Ramadan; the Muslim boot camp started May 6. The participants are supposed to refresh and strengthen their faith in their Creator; the Almighty God. The Creator of the Universe, the Most Merciful and Most Gracious to all humanity. Not just to Muslims.
The objective of this boot camp isn’t just to be starved or thirsty. But it’s to teach ourselves about deprivation, determination, self-control and devotion. Humans are continuously indulged in the pleasure of eating, drinking, lust, cheating, faking, insulting, mocking, judging, etc.
All kind of humanitarian degrading and harmful mannerism. We all suffer from indulging in excessive unhealthy eating and drinking, with its known adverse effects, and not to mention the adverse effects of other aforementioned human behavioral delinquencies.
The boot camp is intended to discipline us and straighten up the crookedness the Muslim has inflected upon himself, whether he meant it or not.
Infirmity in the camp, the Muslim day should start a little bit before sunrise. Where he eats some light nutritious food to sustain him during his daily fasting period until sunset. Then, the Muslim starts his fasting day by a dawn prayer (Arabic; Fager prayer) asking Almighty to make him successful through the day without any moral, spiritual or physical infirmity, that we’re prone for.
During the day, the Muslim should be morally, spiritually and legally conscious about his breadwinning activities. Also, ensure caring for and be kind to his immediate family, relatives, neighbors, colleagues, community and countrymen.
After he successfully finishes his rightful hardworking day, he goes home to peacefully pray and be grateful to God for his achievements.
At sunset, the Muslim breaks his fast by consuming a piece of fruit and healthy drink, followed by sunset prayer (Maghrib). After that, Muslims eat a complete meal.

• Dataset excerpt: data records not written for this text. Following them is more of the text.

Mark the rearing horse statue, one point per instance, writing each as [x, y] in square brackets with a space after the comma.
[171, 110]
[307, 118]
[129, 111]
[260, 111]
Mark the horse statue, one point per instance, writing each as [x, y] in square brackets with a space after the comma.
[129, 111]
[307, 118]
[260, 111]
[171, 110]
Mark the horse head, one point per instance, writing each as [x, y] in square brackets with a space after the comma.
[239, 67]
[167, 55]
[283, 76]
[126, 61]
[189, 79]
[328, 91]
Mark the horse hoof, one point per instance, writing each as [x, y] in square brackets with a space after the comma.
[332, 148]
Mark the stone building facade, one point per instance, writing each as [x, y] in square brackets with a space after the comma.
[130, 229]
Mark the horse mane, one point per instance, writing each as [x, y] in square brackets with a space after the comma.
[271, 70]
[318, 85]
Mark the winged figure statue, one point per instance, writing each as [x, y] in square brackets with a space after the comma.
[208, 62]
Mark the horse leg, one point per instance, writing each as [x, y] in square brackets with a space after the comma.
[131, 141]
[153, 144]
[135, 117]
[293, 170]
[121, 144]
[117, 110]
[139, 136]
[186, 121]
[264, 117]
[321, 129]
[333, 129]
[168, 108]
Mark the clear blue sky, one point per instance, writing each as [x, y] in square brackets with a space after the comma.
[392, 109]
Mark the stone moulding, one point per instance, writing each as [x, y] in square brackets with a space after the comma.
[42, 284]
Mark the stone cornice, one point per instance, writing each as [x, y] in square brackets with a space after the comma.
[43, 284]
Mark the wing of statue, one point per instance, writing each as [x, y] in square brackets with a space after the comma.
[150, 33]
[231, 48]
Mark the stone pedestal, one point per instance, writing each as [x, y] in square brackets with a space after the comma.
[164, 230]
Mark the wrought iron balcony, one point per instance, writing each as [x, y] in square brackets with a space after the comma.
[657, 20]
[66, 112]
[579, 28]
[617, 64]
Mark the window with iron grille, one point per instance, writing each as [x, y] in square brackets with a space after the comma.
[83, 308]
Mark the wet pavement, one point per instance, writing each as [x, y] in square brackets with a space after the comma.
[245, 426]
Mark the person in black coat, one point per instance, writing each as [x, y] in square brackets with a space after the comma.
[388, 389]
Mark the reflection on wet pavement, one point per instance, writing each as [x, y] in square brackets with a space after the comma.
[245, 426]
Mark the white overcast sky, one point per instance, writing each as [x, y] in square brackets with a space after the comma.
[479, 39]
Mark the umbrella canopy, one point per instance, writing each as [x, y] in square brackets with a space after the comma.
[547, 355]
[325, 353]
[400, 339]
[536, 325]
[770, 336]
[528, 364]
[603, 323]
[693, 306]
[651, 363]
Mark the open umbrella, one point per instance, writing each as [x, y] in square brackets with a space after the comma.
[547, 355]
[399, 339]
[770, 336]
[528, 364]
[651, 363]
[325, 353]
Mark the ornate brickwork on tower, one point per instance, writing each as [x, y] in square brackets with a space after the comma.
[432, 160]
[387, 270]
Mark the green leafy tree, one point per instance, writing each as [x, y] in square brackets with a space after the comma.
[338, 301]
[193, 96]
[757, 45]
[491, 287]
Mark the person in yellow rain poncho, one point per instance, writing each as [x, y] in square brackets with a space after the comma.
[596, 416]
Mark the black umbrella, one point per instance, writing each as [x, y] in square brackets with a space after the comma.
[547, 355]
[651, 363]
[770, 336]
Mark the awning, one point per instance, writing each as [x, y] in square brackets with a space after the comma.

Sometimes these meals are execrated (feast) and are full of fancy food items, depending on the ability of the family caterer.
After sunset prayer and meal, the Muslim prepares himself for an extended prayer time. That starts by doing the regular evening prayer (Isha) and is followed by the Tarawih (refreshing) prayer. In this prayer, the Muslim reads one-thirtieth part of the Quran. Quran is divided into 30 parts. Thus, the Muslim would read the whole Quran over the 30 nights of Ramadan.
The reason this prayer is called Tarawih is because it’s done in a multiple units of standing, kneeling and prostration; as if it’s intended to be a form of physical exercise after that big meal and to supplement the moral and spiritual ones.
By the end of all these rituals, any individual would be surely exhausted.
That’s when a Muslim can get a few hours of sleep before getting up to repeat this spiritually invigorating and cleansing cycle for 30 days.
“God will not burden a sole more that it’s capacity.” This is a verse in the Quran that tells Muslims to be moderate and don’t hurt yourself over-performing these rituals in this month or at any time of your life.
Muslims always have a unique prayer when they do these rituals or any other good deeds, which means “May God accept our efforts to please Him.” I would like this one to be my closing prayer for this column.